Previously we reversed the source `(German)` sentence, however in the paper we are implementing they don't do this, so neither will we.

In [4]:
def tokenize_de(sent):
  return [tok.text for tok in spacy_de.tokenizer(sent)]

def tokenize_en(sent):
  return [tok.text for tok in spacy_en.tokenizer(sent)]
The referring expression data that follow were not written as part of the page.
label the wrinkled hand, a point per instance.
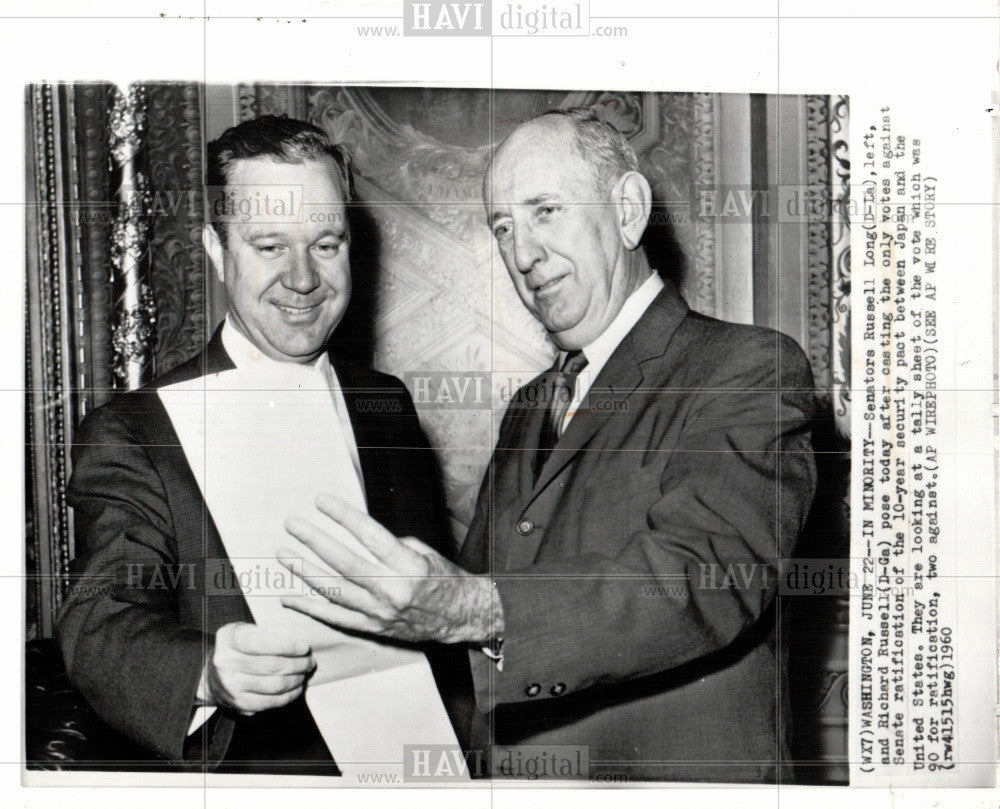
(410, 592)
(252, 669)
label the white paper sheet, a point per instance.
(262, 443)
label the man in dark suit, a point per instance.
(623, 554)
(156, 632)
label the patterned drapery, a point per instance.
(430, 291)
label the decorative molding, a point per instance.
(135, 316)
(818, 247)
(701, 288)
(840, 251)
(50, 299)
(178, 265)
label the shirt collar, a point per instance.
(636, 304)
(247, 357)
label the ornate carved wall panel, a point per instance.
(431, 293)
(441, 300)
(177, 273)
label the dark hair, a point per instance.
(286, 140)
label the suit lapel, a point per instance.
(227, 603)
(617, 380)
(354, 384)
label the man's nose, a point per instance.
(527, 250)
(301, 276)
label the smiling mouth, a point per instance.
(297, 310)
(548, 285)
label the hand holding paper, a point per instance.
(391, 587)
(252, 669)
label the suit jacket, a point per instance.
(140, 620)
(637, 572)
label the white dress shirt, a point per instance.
(600, 350)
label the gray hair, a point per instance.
(602, 146)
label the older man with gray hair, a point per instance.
(663, 453)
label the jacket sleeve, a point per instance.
(731, 501)
(124, 644)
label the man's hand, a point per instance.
(253, 669)
(410, 592)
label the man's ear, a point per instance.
(633, 199)
(216, 252)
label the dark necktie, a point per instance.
(562, 394)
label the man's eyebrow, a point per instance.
(538, 199)
(336, 233)
(268, 234)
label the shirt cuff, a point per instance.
(201, 715)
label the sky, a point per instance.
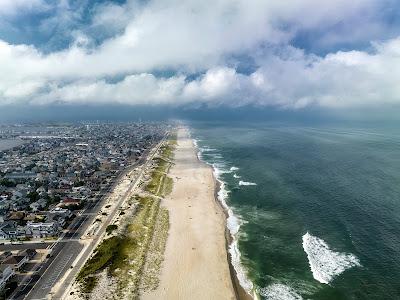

### Creating `Fields` that process data.

In [5]:
SRC = data.Field(
    tokenize = tokenize_de,
    lower= True,
    init_token = "<sos>",
     eos_token = "<eos>"
)
TRG = data.Field(
    tokenize = tokenize_en,
    lower= True,
    init_token = "<sos>",
     eos_token = "<eos>"
)

### Loading the `Multi30k` Dataset

Just like from the previous notebook: `exts` specifies which languages to use as the source and target **(source goes first)** and fields specifies which field to use for the source and target.

In [6]:
train_data, valid_data, test_data = datasets.Multi30k.splits(
    exts=('.de', '.en'),
    fields = (SRC, TRG)
)

downloading training.tar.gz


training.tar.gz: 100%|██████████| 1.21M/1.21M [00:00<00:00, 1.82MB/s]


downloading validation.tar.gz


validation.tar.gz: 100%|██████████| 46.3k/46.3k [00:00<00:00, 279kB/s]


downloading mmt_task1_test2016.tar.gz


mmt_task1_test2016.tar.gz: 100%|██████████| 66.2k/66.2k [00:00<00:00, 266kB/s]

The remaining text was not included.